Schatzberg also crossed paths with another British band that was making waves around the world at the time. "Esquire magazine wanted a Christmas cover, so I went back over to London and had a half hour sitting booked with the Beatles." After running into the Fab Four at a club and hitting it off the night before, Schatzberg found the next day they had clammed up. "There were other people there to shoot them like me and I was suddenly just another photographer to them." Despite being decked out in velvet top hats and scarves, an ode to Charles Dickens, when Schatzberg's editor at Esquire asked how it went, the photographer was frank. "I said I didn't think I got what I wanted. He said, 'Okay,' and didn't even ask to see the pictures. Two years later, I looked at them again and they were terrific, but at the time I felt I hadn't really done it." To this day, those pictures have never been seen by the public. "I recently reached out to Apple to see what they'd want to do with them."
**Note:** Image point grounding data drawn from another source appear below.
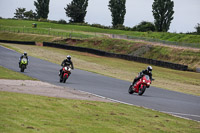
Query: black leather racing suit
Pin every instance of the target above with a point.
(141, 74)
(21, 57)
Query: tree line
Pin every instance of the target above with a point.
(76, 10)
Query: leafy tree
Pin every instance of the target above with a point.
(198, 28)
(163, 14)
(118, 11)
(42, 8)
(144, 26)
(76, 10)
(19, 14)
(30, 15)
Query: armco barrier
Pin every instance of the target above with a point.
(121, 56)
(18, 42)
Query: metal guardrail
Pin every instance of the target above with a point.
(192, 45)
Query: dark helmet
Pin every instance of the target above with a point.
(25, 54)
(149, 69)
(69, 57)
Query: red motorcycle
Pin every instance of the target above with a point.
(140, 86)
(66, 72)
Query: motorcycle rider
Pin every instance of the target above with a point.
(23, 56)
(147, 71)
(66, 62)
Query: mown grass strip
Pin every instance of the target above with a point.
(9, 74)
(22, 113)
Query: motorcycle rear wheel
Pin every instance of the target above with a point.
(130, 90)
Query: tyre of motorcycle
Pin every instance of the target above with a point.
(64, 78)
(130, 90)
(142, 90)
(22, 68)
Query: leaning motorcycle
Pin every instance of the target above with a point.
(66, 71)
(140, 86)
(23, 64)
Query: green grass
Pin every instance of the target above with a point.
(9, 74)
(22, 113)
(182, 81)
(45, 26)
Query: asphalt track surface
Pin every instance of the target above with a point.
(179, 104)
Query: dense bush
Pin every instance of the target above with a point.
(62, 21)
(198, 29)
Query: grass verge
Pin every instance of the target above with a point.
(9, 74)
(22, 113)
(181, 81)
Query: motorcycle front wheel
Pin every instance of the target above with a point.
(130, 90)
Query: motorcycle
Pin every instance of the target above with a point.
(23, 64)
(66, 73)
(140, 86)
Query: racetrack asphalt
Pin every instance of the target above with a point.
(175, 103)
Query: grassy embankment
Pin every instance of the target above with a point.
(22, 113)
(186, 82)
(87, 30)
(188, 57)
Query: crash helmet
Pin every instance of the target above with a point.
(25, 54)
(149, 69)
(68, 57)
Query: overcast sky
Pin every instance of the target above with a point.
(186, 16)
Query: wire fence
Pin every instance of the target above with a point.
(50, 32)
(192, 45)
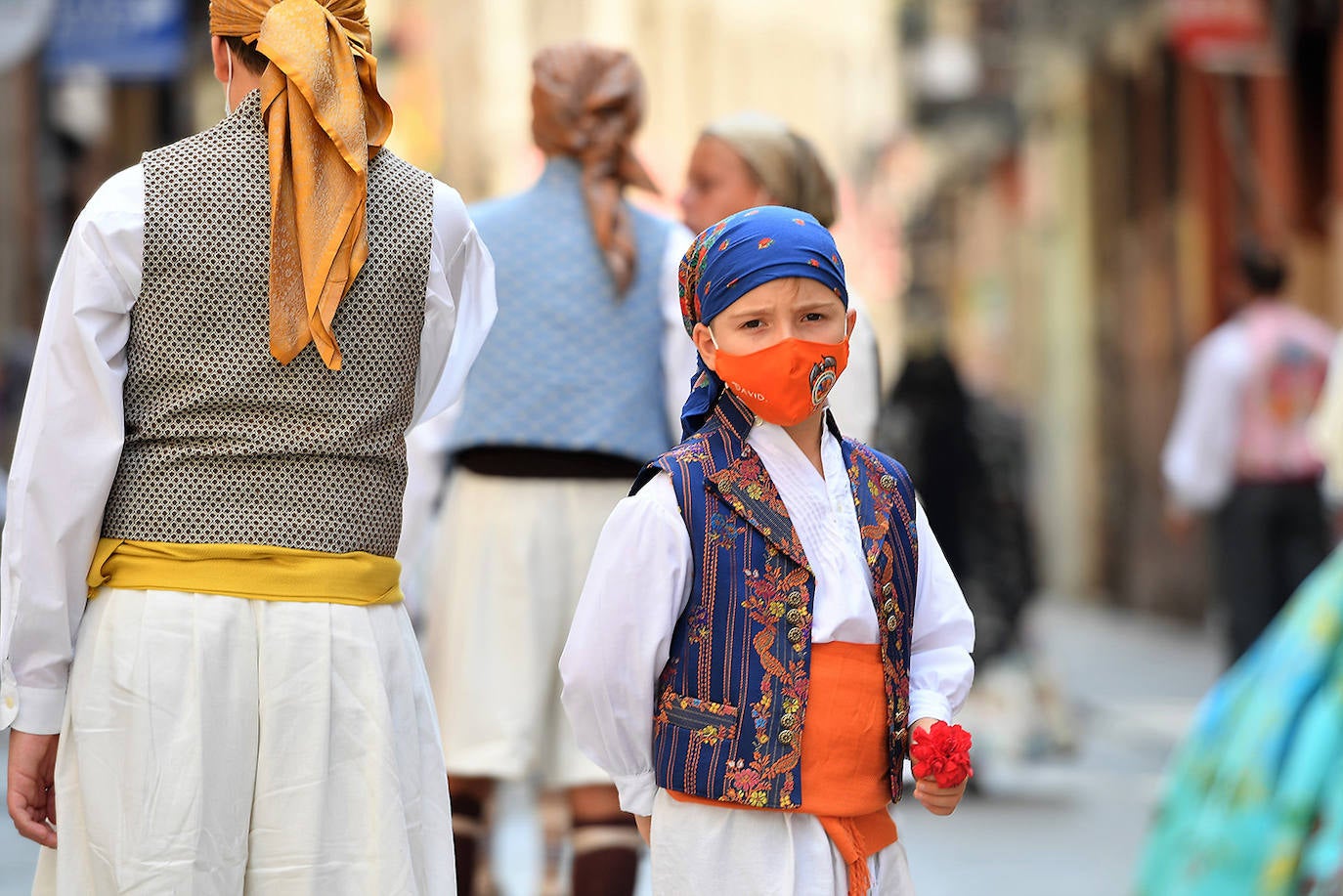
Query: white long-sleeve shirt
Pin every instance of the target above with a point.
(1198, 461)
(639, 584)
(72, 425)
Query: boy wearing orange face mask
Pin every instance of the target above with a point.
(767, 616)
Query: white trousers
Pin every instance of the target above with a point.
(512, 559)
(736, 852)
(218, 747)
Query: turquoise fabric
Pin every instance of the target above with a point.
(1253, 802)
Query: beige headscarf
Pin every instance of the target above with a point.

It was Dylan, though, that became one of Schatzberg's favorite subjects, a Camelot period that ended when Schatzberg left the world of photography behind for filmmaking (he directed Al Pacino in the '70s classics The Panic In Needle Park and Scarecrow) and Dylan began taking on a low profile after a motorcycle accident in Woodstock, NY, nearly cost him his life.

Looking back, Schatzberg is nonchalant about a distinguished career. "I think when you're in the business, you just get used to it."